A three-dimensional constitutive model for shape memory alloy considering transformation-induced plasticity, two-way shape memory effect, plastic yield and tension-compression asymmetry

Abstract

In this paper, a three-dimensional phenomenological constitutive model for shape memory alloys (SMA) is proposed with consideration given to various thermomechanical mechanisms. This model includes, for the first time in literature, the major mechanisms influencing the behaviors of SMA actuators in a unified thermodynamics framework: transformation-induced plasticity (TRIP), two-way shape memory effect (TWSME), plastic yield as well as tension-compression asymmetry. Furthermore, a new method to address the characteristics of transformation strain varying with stress levels was proposed. Moreover, a new transformation hardening function was proposed which can give a more accurate prediction of the transformation process.

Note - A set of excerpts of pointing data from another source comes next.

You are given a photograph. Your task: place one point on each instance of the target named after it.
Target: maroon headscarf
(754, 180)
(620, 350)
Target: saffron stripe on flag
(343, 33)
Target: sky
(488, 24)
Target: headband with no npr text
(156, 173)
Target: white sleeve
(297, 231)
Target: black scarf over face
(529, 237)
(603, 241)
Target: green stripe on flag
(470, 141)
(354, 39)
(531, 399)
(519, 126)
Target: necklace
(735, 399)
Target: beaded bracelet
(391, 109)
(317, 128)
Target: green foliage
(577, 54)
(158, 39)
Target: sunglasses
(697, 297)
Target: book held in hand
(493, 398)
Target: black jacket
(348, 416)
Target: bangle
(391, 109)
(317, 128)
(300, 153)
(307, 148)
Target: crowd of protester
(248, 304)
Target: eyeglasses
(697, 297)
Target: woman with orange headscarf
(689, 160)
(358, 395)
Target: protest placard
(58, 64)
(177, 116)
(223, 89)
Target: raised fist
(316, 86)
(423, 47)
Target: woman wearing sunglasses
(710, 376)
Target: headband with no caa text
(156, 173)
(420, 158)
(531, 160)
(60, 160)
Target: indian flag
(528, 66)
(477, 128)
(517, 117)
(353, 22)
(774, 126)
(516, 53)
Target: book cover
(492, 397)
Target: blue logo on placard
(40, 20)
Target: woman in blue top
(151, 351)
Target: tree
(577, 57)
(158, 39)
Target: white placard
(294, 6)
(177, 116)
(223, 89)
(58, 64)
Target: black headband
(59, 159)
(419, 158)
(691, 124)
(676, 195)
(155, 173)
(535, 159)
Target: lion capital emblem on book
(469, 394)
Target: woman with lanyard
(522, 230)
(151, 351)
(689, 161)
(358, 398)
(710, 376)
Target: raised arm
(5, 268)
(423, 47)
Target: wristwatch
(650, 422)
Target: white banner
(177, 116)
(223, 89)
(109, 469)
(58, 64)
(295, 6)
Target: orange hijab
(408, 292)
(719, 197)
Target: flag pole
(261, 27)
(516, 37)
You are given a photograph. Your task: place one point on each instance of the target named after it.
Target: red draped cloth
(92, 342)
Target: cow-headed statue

The three-dimensional constitutive model is solved using return mapping algorithm for an increment in a material point in the form of strain and temperature increment. The complete algorithm is proposed and the user-defined material subroutine (UMATs) for finite element problem is established. To validate the proposed SMA constitutive model, the parameters of the SMA material are determined through uniaxial tensile tests. The SMA tubes of the same material are used to conduct both experiments and simulation, with tension-compression asymmetry considered. Training experiments and simulations have been carried out on the SMA tubes, with evident TWSME observed. The typical loading conditions to trigger simultaneous transformation and plastic yield were designed, with experiments and simulations performed. According to the results, the SMA constitutive model is effective in capturing the thermomechanical response of SMA structures under various loading conditions.